Tuesday, July 9, 2024

On a Contour Line

It is going to be a hot day and I don't feel like driving over to Rhode Island where I have been exploring some rivers that are new to me. I pick my place for the shade that I will get, at least during some of the trip. I put in on Pond Brook, back in the quiet sheltered cove that it has become. I'll head out and turn down river.

Before I reach the confluence with the Shephaug, I have spotted at least six Great Blue Herons. They seem to be preferring this spot just below Pond Brook. I spot a good number of fingerlings in the shallows along here. 

I take only one photo. I have taken this shot, or something like it, dozens and dozens of times. It is not because it is a particularly good setup. It is simple put, where I like to paddle. It is the edge - the boundary between open water and the forest, the line between light and shade. It is where the birds feed, where the animals come to get a drink, where the little fish thrive in the shallows.

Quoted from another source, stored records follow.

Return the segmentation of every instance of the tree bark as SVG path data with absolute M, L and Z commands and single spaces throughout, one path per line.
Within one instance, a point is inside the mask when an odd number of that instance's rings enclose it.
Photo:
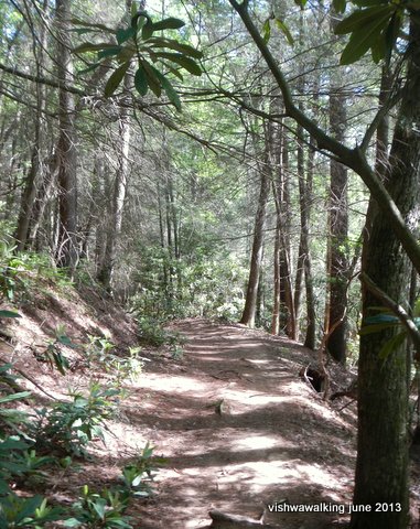
M 344 142 L 346 128 L 346 98 L 340 87 L 332 87 L 330 95 L 330 126 L 334 138 Z M 347 309 L 347 168 L 342 163 L 330 162 L 330 259 L 327 263 L 330 281 L 329 327 L 334 331 L 329 335 L 326 349 L 331 356 L 345 364 L 347 350 L 346 309 Z M 337 324 L 337 322 L 340 322 Z
M 66 267 L 73 273 L 77 263 L 77 151 L 75 129 L 74 96 L 63 86 L 72 84 L 73 58 L 69 42 L 71 0 L 56 0 L 57 75 L 60 88 L 60 136 L 58 159 L 58 205 L 60 231 L 56 260 L 60 267 Z
M 419 222 L 420 28 L 411 24 L 407 83 L 394 133 L 386 187 L 412 231 Z M 403 304 L 409 299 L 410 262 L 391 229 L 390 219 L 376 206 L 366 234 L 363 270 L 388 296 Z M 364 319 L 378 300 L 363 288 Z M 410 357 L 405 344 L 380 357 L 397 331 L 360 337 L 358 364 L 358 452 L 355 505 L 387 504 L 387 512 L 354 512 L 352 529 L 408 527 L 408 393 Z
M 260 279 L 260 270 L 262 262 L 262 245 L 263 245 L 263 233 L 266 229 L 266 209 L 268 196 L 270 193 L 270 182 L 271 182 L 271 172 L 270 172 L 270 160 L 268 155 L 269 143 L 266 139 L 265 147 L 265 163 L 260 166 L 260 190 L 258 197 L 258 207 L 254 225 L 254 241 L 251 250 L 251 260 L 249 267 L 249 278 L 247 287 L 247 295 L 245 300 L 245 307 L 240 323 L 252 328 L 255 325 L 256 309 L 257 309 L 257 295 L 258 295 L 258 284 Z

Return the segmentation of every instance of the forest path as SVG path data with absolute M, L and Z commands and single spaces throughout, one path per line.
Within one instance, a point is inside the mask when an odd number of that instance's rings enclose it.
M 206 320 L 181 321 L 172 331 L 186 338 L 182 359 L 148 364 L 125 410 L 130 429 L 168 458 L 157 496 L 130 509 L 140 527 L 204 528 L 211 509 L 259 518 L 263 506 L 286 498 L 347 511 L 353 415 L 323 402 L 299 377 L 314 353 Z M 265 522 L 314 529 L 346 518 L 266 508 Z

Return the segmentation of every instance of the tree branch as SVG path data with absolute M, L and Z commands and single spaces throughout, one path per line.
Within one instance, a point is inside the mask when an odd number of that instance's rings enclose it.
M 397 235 L 417 272 L 420 273 L 420 247 L 408 228 L 405 219 L 402 218 L 402 215 L 396 203 L 389 195 L 379 177 L 376 175 L 375 171 L 368 164 L 365 152 L 358 147 L 348 149 L 343 143 L 340 143 L 334 138 L 326 134 L 314 121 L 312 121 L 294 105 L 289 83 L 286 79 L 282 71 L 279 68 L 277 61 L 272 56 L 257 26 L 254 24 L 247 10 L 247 6 L 245 2 L 238 4 L 238 2 L 235 0 L 229 0 L 229 2 L 240 15 L 246 29 L 248 30 L 248 33 L 252 37 L 255 44 L 270 68 L 271 74 L 274 77 L 283 96 L 287 115 L 293 118 L 315 139 L 320 149 L 325 149 L 332 152 L 341 163 L 349 169 L 353 169 L 353 171 L 355 171 L 362 177 L 363 182 L 370 191 L 371 196 L 377 202 L 379 208 L 387 216 L 395 234 Z M 368 131 L 368 133 L 370 132 Z
M 362 272 L 359 277 L 367 290 L 371 292 L 381 303 L 384 303 L 385 306 L 392 311 L 401 324 L 407 328 L 416 348 L 416 359 L 420 360 L 420 332 L 414 322 L 407 314 L 405 309 L 389 298 L 389 295 L 386 294 L 365 272 Z

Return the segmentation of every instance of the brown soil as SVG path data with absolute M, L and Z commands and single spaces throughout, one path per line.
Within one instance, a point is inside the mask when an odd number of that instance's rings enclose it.
M 93 377 L 105 382 L 107 374 L 77 367 L 80 353 L 72 353 L 75 370 L 65 377 L 34 356 L 63 322 L 72 339 L 108 333 L 125 354 L 137 339 L 132 322 L 121 309 L 90 294 L 89 305 L 52 295 L 43 309 L 21 307 L 24 317 L 13 325 L 12 343 L 2 343 L 2 359 L 15 361 L 53 397 L 62 398 L 69 385 L 84 388 Z M 346 398 L 325 402 L 302 379 L 302 367 L 316 364 L 315 354 L 286 338 L 204 319 L 176 322 L 172 331 L 186 339 L 182 357 L 143 349 L 149 361 L 137 381 L 127 382 L 129 398 L 108 424 L 106 446 L 95 443 L 90 462 L 51 474 L 40 492 L 71 503 L 85 483 L 100 489 L 150 442 L 168 463 L 155 477 L 155 495 L 130 507 L 136 529 L 204 529 L 212 509 L 256 521 L 263 515 L 263 523 L 287 529 L 345 525 L 355 465 L 355 403 Z M 334 369 L 345 386 L 351 376 Z M 49 400 L 30 381 L 26 386 L 39 402 Z M 270 511 L 284 500 L 325 511 Z

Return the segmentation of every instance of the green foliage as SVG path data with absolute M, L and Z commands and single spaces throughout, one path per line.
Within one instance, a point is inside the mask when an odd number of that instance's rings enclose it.
M 153 455 L 154 447 L 149 443 L 130 464 L 122 468 L 122 482 L 133 496 L 148 497 L 152 494 L 151 482 L 155 472 L 165 465 L 166 460 Z
M 106 373 L 112 375 L 114 384 L 120 387 L 125 380 L 132 382 L 138 379 L 143 368 L 140 347 L 130 347 L 125 355 L 114 353 L 115 345 L 105 336 L 89 336 L 85 346 L 87 360 L 99 365 Z
M 10 492 L 0 498 L 0 527 L 44 527 L 62 518 L 63 509 L 50 507 L 46 498 L 32 496 L 23 498 Z
M 89 387 L 87 396 L 71 392 L 71 401 L 60 401 L 51 410 L 36 410 L 33 435 L 36 447 L 86 456 L 86 446 L 94 439 L 104 441 L 104 421 L 116 413 L 120 390 Z
M 388 63 L 401 37 L 401 28 L 406 14 L 411 12 L 410 2 L 387 2 L 384 0 L 356 0 L 356 10 L 342 20 L 335 33 L 351 34 L 345 46 L 341 64 L 358 61 L 369 50 L 375 63 L 386 60 Z M 336 2 L 338 12 L 344 12 L 345 2 Z
M 379 314 L 369 316 L 365 320 L 363 327 L 359 331 L 360 335 L 380 333 L 383 331 L 398 330 L 398 333 L 394 334 L 381 347 L 379 352 L 379 358 L 386 360 L 398 347 L 400 347 L 408 337 L 408 331 L 402 325 L 400 320 L 390 314 L 386 307 L 375 307 L 379 310 Z M 413 322 L 418 328 L 420 328 L 420 319 L 414 317 Z
M 152 494 L 153 471 L 164 461 L 153 456 L 153 446 L 146 444 L 140 455 L 122 468 L 121 485 L 91 492 L 87 485 L 82 496 L 73 504 L 73 516 L 64 527 L 126 528 L 132 529 L 130 518 L 125 515 L 132 497 L 149 497 Z
M 132 529 L 129 518 L 123 516 L 128 500 L 127 492 L 105 488 L 98 494 L 85 485 L 80 498 L 73 505 L 74 516 L 65 520 L 64 527 Z
M 75 53 L 97 52 L 97 62 L 90 64 L 82 73 L 95 69 L 101 64 L 100 61 L 115 58 L 119 66 L 108 78 L 104 90 L 105 97 L 110 97 L 120 86 L 132 62 L 136 61 L 134 87 L 137 91 L 143 97 L 150 89 L 158 98 L 164 91 L 168 99 L 180 110 L 180 97 L 168 74 L 162 73 L 161 69 L 170 72 L 181 80 L 183 80 L 183 75 L 180 69 L 185 69 L 192 75 L 200 76 L 202 69 L 196 60 L 202 57 L 202 53 L 177 40 L 162 35 L 157 36 L 157 33 L 163 31 L 180 30 L 184 26 L 182 20 L 168 18 L 154 22 L 147 11 L 138 11 L 136 2 L 133 2 L 133 6 L 129 25 L 116 31 L 104 24 L 93 24 L 78 19 L 73 20 L 74 24 L 80 26 L 76 28 L 78 33 L 80 31 L 84 33 L 105 32 L 108 35 L 112 35 L 115 41 L 117 41 L 111 43 L 86 42 L 77 46 L 74 50 Z M 161 69 L 158 69 L 154 64 L 159 64 Z
M 164 320 L 159 320 L 153 316 L 140 316 L 138 319 L 138 324 L 141 339 L 154 347 L 169 345 L 172 355 L 180 357 L 183 338 L 180 333 L 165 331 L 163 328 Z
M 33 295 L 43 282 L 68 287 L 65 272 L 43 253 L 15 252 L 15 246 L 0 240 L 0 298 L 17 302 Z M 14 311 L 0 311 L 0 317 L 19 317 Z

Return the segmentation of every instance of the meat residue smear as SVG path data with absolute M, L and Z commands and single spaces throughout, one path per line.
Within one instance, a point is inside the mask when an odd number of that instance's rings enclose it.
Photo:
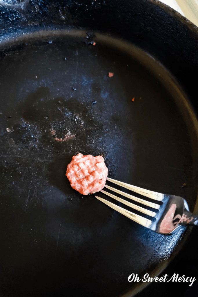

I head downriver finding more shade than I expected. I tuck under the trees and follow the shoreline closely. It is not a natural shoreline. No matter how hard I look, I will not find evidence of an ancient fishing camp or even an old cabin. This shoreline is a contour line, one of those faint green lines on a topographic map that denotes constant elevation. The original river is some 70 feet down, with the old fishing camp, the cabin, the old trails and roads. There is a trail paralleling the shore for a short while, but it came after the dam. There is even an old stone wall that runs along the shore, but this is by chance as soon enough, it slips into the water. The shoreline is mostly cobbles and boulders, but it is not river rock. It might be the same geology as the river rock below, but this is glacial drift with the soil that held it for so long having been washed away. The glacier rounded it off and smoothed off the rough edges, but it hasn't been water polished and tumbled with sand like the stones in the old river bed. No one ever made a point of walking this shoreline until perhaps, the geologists, foresters and surveyors connected with the dam building came along. I think that I will plot my route on an old topo map when I get home.

I paddle down to the dam, losing the shade as the shoreline bends around. I cross above the dam and find more shade for my paddle back, crossing back over when the shade disappears.